FDIC seeks personnel overhaul from Congress
The independent agency asks for more flexibile system, but a union leader says the plan would hurt workers.
The Federal Deposit Insurance Corporation on Wednesday asked Congress to grant the agency a broad range of personnel flexibilities that officials say are vital to continuing proper regulation of the banking industry.
"We're looking for flexibility; the banking industry is changing very rapidly," said Glen Bjorklund, the FDIC's deputy director for administration. "We cannot adjust our workforce as quickly, or even plan."
The FDIC's proposal was sent to the Senate Governmental Affairs Committee, the House Government Reform Committee, the Senate Banking, Housing, and Urban Affairs Committee and the House Committee on Financial Services.
The origin of the FDIC's request lies in a 60-year-old agency decision to voluntarily be a part of the competitive civil service. Bjorklund said the system has worked well, but the corporation -- which is funded by bank premiums, not congressional appropriations -- now has to modernize to keep tabs on the financial industry. The request includes greater latitude in hiring and pay as well as a streamlined appeals process.
Bjorklund compared the initiative with the wide-ranging personnel overhauls at the Defense Homeland Security departments. Congress allowed those agencies to craft their own human resources systems, outside of the purview of the standard civil service system.
Those reform efforts have met vehement opposition from federal labor unions. FDIC officials said they have been in contact with the National Treasury Employees Union and believe an acrimonious result can be avoided.
"I would say our conversations with them have been pretty much behind the scenes. They don't favor where we are going," Bjorklund said. But "there's not that level of rancor or concern that you are seeing with the Department of Defense's proposal."
The FDIC, however, has apparently underestimated the level of union opposition to its plan. NTEU President Colleen Kelley called on lawmakers to reject the proposal. The union represents about 4,300 workers at the FDIC.
"I am as concerned about the FDIC proposal as I am about the DHS and the DoD proposals," Kelley said. "Yes, it's different, but there are very serious things in here."

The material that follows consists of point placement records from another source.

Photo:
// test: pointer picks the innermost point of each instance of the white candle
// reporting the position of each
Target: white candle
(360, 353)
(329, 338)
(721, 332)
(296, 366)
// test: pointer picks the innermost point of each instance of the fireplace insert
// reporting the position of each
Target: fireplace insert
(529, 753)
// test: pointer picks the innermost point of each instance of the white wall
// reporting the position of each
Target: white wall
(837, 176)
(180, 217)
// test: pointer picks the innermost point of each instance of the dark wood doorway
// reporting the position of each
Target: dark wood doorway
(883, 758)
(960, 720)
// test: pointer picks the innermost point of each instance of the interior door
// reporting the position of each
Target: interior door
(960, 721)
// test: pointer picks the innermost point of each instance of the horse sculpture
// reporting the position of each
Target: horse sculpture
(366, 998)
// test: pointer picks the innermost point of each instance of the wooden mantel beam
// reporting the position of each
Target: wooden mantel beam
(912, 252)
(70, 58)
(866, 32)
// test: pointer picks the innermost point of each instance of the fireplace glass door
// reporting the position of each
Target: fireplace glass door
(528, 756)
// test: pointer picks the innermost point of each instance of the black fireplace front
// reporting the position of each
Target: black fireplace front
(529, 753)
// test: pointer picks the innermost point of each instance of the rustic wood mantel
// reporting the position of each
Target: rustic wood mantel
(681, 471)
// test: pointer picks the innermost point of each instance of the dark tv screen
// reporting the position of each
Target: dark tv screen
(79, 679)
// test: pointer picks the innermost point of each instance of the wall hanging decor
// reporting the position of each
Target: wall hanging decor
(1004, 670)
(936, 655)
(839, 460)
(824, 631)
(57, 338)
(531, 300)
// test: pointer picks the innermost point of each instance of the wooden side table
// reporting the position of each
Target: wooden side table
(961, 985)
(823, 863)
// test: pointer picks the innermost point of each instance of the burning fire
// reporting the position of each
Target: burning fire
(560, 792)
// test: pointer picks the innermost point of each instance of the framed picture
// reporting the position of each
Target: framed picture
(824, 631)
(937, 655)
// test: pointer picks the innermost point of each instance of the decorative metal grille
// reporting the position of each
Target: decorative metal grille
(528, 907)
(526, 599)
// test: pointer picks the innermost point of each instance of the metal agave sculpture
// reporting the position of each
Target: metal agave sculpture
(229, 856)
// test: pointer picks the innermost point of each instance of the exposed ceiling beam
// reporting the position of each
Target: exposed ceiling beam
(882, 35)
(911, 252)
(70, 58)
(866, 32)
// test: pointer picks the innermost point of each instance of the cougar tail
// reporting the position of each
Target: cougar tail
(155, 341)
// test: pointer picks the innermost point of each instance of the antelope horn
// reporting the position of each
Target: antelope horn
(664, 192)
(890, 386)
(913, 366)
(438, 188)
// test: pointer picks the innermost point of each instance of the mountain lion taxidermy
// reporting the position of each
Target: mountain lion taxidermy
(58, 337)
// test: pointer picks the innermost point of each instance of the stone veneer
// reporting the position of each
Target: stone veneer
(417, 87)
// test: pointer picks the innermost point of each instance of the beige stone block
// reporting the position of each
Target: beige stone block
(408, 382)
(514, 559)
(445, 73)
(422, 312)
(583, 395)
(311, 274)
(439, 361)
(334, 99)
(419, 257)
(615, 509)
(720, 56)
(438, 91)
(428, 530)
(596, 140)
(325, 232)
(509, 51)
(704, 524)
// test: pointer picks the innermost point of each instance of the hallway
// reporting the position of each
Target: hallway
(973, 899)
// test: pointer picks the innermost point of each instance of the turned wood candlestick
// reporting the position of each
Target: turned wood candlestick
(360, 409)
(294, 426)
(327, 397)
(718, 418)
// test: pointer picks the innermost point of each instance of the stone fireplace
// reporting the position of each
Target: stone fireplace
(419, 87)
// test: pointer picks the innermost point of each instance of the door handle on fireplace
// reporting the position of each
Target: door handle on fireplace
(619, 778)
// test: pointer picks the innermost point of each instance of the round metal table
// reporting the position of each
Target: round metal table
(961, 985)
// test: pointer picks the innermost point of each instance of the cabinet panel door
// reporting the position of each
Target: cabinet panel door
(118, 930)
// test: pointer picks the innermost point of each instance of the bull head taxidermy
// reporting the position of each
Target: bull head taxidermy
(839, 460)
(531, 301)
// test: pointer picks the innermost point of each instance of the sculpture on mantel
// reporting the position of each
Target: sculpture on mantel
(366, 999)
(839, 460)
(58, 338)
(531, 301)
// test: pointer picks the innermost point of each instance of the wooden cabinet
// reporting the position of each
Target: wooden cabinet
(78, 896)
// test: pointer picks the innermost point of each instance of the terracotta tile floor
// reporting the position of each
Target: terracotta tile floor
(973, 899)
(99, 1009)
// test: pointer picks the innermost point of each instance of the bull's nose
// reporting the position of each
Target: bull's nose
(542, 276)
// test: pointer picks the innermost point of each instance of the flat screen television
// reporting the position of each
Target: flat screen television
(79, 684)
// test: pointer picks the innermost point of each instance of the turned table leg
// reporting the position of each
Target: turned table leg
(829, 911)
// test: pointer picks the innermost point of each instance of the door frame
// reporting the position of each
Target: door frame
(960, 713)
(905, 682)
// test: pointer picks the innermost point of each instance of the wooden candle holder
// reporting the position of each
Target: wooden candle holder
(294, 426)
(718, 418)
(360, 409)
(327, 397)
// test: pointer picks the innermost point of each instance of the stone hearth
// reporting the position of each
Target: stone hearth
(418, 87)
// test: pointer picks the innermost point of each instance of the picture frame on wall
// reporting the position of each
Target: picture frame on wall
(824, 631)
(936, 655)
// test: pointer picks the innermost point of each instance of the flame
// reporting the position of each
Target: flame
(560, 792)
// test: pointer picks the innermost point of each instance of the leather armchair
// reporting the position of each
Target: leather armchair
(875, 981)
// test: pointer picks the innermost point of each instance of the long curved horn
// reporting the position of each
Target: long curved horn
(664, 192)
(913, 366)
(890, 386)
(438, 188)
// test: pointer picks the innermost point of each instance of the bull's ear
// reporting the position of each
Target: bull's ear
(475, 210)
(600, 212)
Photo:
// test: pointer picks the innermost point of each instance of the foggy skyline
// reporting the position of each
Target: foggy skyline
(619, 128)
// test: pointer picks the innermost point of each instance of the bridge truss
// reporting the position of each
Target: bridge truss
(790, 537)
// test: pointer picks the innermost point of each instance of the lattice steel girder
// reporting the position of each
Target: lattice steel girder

Of particular concern, she said, are proposals to alter the role of veterans preference in the hiring process and the development of extended term employment. Kelley said NTEU officials were discussing the proposal with the agency, but FDIC officials abruptly called off negotiations during the summer.
"It's unfortunate [and] that is not how it had to be," Kelley said. "There was a time I thought we were going to work through a package with FDIC that we could support."
FDIC officials said their proposal will not hurt agency employees.
The agency wants to "preserve merit, preserve due process, but have the freedom to seek efficiencies," Bjorklund said.